И вдруг на меня нашло что-то необычное, когда я, поглядев на спину мальчика, почувствовала, что он смущен и что мне сейчас доступ открыт. Это ощущение несколько минут все усиливалось, и внезапно я поняла, что оно связано с тем, что это ему сейчас закрыт доступ. Рамы и стекла громадного окна были как бы картиной, и для него в этой картине чего-то недоставало. Был он в этой картине или вне ее, во всяком случае, я видела его. Он был как-то растерян, но все так же прелестен: и во мне встрепенулась надежда. Не ищет ли он за этим колдовским стеклом чего-то невидимого ему, и не в первый ли раз за все время он терпит такое разочарование? В первый, в первый раз: я сочла это счастливым предзнаменованием. Его это заметно встревожило, хоть он и крепился; весь день он был в какой-то тревоге, и, даже когда сидел за столом, держась, как и всегда, учтиво, непринужденно, ему приходилось пускать в ход свой необычный дар, чтобы сохранить эту непринужденность. Когда он повернулся ко мне, казалось, что он лишился этого дара.

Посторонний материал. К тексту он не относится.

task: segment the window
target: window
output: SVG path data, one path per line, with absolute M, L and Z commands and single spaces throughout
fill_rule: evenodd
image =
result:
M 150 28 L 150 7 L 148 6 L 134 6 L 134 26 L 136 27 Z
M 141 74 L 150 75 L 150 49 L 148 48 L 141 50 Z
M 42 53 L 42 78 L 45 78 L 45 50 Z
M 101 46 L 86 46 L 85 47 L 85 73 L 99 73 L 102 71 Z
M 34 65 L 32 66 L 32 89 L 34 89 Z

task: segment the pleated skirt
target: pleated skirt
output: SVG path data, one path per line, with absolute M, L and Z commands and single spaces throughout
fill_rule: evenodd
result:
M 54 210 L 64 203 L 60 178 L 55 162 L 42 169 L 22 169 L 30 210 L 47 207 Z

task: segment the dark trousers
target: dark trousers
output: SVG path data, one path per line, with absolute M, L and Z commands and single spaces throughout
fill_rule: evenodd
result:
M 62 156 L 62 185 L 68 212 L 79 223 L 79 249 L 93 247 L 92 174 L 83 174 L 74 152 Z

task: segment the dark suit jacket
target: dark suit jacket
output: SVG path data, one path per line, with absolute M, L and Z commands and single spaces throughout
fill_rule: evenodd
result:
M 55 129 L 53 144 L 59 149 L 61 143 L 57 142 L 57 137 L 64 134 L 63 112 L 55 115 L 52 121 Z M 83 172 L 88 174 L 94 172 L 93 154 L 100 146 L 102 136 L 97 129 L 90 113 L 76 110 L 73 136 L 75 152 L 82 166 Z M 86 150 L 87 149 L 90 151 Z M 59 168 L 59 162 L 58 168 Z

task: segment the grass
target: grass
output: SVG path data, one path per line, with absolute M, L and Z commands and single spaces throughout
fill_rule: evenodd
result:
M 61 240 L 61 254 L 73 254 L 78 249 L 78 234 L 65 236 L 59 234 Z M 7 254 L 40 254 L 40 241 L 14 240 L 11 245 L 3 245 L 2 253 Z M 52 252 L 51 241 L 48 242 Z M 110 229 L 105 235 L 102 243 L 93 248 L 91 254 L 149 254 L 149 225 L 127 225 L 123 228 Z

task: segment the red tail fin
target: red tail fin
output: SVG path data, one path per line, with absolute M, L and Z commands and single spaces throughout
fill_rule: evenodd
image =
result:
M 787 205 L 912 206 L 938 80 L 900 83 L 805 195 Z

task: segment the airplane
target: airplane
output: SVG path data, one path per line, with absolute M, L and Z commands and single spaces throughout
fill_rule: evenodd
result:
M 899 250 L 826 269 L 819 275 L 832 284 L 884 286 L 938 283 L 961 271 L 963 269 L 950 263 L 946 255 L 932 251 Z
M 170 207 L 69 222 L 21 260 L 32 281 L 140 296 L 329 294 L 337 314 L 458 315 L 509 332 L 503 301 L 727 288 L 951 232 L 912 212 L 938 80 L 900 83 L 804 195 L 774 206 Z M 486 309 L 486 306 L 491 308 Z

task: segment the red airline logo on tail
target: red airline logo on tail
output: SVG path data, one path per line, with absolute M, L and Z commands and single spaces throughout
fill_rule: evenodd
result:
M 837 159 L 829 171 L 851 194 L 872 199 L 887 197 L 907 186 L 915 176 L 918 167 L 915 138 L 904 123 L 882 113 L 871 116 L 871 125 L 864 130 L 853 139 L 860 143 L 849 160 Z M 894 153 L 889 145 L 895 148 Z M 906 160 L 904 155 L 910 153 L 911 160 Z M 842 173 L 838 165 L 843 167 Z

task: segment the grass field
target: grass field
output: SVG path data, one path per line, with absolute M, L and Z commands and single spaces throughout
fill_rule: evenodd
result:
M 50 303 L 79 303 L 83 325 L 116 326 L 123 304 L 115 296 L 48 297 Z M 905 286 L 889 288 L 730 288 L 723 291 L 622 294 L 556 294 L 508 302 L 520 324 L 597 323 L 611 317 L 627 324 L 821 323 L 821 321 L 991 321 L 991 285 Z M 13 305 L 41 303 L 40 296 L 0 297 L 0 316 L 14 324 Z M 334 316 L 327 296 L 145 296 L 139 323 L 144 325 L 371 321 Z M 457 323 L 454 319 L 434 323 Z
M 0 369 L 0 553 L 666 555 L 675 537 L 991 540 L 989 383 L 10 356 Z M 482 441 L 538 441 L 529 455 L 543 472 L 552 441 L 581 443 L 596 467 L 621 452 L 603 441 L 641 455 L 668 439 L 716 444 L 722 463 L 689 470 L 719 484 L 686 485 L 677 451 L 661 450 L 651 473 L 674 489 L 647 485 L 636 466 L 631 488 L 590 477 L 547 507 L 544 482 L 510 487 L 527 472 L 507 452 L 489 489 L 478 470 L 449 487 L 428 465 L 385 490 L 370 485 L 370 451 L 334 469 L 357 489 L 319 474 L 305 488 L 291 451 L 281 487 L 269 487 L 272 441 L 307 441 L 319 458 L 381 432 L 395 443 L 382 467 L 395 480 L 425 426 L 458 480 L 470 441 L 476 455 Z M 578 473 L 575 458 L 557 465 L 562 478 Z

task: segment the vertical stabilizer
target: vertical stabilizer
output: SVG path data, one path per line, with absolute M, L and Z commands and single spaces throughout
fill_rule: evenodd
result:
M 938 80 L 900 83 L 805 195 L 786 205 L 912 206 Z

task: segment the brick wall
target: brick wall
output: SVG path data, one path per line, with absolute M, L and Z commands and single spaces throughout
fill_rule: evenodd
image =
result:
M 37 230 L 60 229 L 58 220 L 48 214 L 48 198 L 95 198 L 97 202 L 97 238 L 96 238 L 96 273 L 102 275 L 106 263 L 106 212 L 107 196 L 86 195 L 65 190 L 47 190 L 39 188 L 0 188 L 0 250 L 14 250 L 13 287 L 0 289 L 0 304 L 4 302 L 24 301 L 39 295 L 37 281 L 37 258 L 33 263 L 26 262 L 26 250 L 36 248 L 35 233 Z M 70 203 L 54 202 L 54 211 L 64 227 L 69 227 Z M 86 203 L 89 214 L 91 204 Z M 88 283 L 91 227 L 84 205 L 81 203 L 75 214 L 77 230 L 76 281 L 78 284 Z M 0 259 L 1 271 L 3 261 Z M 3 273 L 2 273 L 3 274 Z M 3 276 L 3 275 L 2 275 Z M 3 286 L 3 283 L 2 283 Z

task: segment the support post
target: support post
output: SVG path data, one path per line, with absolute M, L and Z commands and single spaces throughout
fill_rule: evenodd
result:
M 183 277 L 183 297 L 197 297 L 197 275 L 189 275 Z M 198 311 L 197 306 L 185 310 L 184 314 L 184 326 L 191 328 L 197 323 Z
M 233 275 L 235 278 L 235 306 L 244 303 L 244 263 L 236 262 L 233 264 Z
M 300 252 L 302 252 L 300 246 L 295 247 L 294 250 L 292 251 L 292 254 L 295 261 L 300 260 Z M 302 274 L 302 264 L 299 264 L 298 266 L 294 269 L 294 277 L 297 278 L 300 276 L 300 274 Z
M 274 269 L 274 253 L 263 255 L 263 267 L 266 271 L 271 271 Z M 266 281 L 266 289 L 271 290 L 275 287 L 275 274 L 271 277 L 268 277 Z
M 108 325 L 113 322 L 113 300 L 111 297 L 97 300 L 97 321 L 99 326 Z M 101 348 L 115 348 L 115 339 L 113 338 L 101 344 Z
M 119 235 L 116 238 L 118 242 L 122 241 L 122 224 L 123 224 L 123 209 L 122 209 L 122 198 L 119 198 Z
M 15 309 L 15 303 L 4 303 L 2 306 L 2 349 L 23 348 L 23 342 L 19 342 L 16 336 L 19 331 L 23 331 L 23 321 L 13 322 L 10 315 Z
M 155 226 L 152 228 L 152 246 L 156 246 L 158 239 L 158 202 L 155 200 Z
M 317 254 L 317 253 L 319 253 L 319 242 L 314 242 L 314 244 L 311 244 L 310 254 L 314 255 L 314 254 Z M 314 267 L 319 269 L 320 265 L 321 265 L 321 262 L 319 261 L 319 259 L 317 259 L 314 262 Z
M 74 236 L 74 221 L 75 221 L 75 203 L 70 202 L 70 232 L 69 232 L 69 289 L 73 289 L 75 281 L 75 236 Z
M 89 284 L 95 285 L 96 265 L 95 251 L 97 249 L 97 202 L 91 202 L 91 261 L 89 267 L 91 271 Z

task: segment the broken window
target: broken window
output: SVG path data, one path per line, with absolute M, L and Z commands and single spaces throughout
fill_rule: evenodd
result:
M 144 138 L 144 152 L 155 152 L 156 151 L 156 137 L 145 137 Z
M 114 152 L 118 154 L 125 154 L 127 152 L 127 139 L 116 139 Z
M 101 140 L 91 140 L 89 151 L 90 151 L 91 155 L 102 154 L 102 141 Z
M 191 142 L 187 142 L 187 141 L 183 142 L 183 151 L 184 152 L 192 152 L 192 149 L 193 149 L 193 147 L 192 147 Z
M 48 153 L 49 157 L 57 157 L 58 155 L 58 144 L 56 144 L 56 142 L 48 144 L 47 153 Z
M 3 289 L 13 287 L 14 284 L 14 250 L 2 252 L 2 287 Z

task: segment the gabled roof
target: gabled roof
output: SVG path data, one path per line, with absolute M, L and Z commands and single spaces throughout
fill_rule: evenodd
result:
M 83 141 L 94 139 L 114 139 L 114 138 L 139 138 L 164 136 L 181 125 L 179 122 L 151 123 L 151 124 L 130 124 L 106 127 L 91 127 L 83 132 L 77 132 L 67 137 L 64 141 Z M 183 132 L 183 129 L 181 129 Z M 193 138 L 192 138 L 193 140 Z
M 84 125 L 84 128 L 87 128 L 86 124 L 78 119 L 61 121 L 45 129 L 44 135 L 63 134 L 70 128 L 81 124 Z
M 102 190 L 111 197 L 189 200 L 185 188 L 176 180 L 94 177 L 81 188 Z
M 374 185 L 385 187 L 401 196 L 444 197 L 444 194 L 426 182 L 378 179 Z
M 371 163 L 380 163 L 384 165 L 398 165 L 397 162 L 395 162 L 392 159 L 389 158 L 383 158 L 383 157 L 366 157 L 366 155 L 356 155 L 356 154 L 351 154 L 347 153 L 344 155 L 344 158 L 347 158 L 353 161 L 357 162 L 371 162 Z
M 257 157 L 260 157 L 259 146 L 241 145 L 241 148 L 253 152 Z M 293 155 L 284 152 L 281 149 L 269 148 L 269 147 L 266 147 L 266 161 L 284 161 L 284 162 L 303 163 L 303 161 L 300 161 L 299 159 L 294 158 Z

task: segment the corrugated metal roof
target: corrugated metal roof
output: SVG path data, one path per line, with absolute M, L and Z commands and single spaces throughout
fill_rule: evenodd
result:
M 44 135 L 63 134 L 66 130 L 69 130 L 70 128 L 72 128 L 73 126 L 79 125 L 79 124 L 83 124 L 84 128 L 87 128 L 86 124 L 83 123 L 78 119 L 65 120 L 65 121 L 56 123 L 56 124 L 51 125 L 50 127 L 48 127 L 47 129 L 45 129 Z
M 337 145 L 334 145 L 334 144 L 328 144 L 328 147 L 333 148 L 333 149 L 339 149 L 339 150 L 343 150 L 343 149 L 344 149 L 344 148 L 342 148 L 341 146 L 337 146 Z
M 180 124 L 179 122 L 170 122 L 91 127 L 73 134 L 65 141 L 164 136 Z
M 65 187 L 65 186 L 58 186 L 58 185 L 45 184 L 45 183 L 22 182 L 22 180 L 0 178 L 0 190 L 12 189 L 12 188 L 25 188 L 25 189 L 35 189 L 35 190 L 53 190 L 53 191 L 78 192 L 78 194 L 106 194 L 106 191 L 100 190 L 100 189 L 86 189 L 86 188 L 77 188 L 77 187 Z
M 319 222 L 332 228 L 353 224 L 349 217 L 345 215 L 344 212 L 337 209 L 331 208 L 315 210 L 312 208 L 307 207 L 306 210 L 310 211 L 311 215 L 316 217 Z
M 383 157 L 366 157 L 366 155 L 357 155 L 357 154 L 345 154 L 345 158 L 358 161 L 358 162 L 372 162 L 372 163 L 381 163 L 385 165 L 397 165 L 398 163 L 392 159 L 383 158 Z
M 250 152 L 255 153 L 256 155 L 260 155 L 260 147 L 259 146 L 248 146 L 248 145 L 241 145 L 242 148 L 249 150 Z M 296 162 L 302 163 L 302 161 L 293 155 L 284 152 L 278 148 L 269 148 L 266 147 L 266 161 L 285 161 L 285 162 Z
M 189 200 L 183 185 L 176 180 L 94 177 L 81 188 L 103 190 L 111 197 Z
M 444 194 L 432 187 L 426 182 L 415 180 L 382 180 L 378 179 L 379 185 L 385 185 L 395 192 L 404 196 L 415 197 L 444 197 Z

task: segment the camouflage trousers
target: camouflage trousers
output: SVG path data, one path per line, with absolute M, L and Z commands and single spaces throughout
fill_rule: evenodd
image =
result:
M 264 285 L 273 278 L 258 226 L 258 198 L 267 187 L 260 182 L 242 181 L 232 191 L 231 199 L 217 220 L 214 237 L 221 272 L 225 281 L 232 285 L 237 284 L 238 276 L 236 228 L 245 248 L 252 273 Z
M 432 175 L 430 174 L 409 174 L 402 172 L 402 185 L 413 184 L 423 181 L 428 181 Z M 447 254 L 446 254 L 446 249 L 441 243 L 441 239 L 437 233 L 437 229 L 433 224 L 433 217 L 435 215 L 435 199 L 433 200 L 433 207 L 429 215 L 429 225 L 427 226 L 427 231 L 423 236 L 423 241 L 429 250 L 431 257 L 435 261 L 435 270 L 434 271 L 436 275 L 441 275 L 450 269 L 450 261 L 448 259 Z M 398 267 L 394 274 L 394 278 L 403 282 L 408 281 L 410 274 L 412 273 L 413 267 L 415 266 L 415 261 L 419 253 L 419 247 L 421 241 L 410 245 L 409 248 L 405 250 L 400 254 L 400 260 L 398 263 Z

— Что ж, я, пожалуй, рад, что Блай не вреден мне!
— Ты, кажется, за последние сутки видел здесь так много, больше, чем когда-либо. Надеюсь, тебе это было приятно, — храбро продолжала я.
— О, да, я забрел очень далеко; обошел все кругом — за много миль от дома. Я никогда еще не чувствовал себя так свободно.
Он говорил своим обычным для него тоном, а я только старалась вторить ему.
— И тебе это было приятно?
— А вам?
Он стоял передо мной, улыбаясь; и когда он произнес два эти слова, в них было столько проницательности, сколько мне никогда не доводилось слышать в двух словах. И не успела я ему ответить, он продолжал, как будто почувствовав, что это дерзость, которую надо смягчить.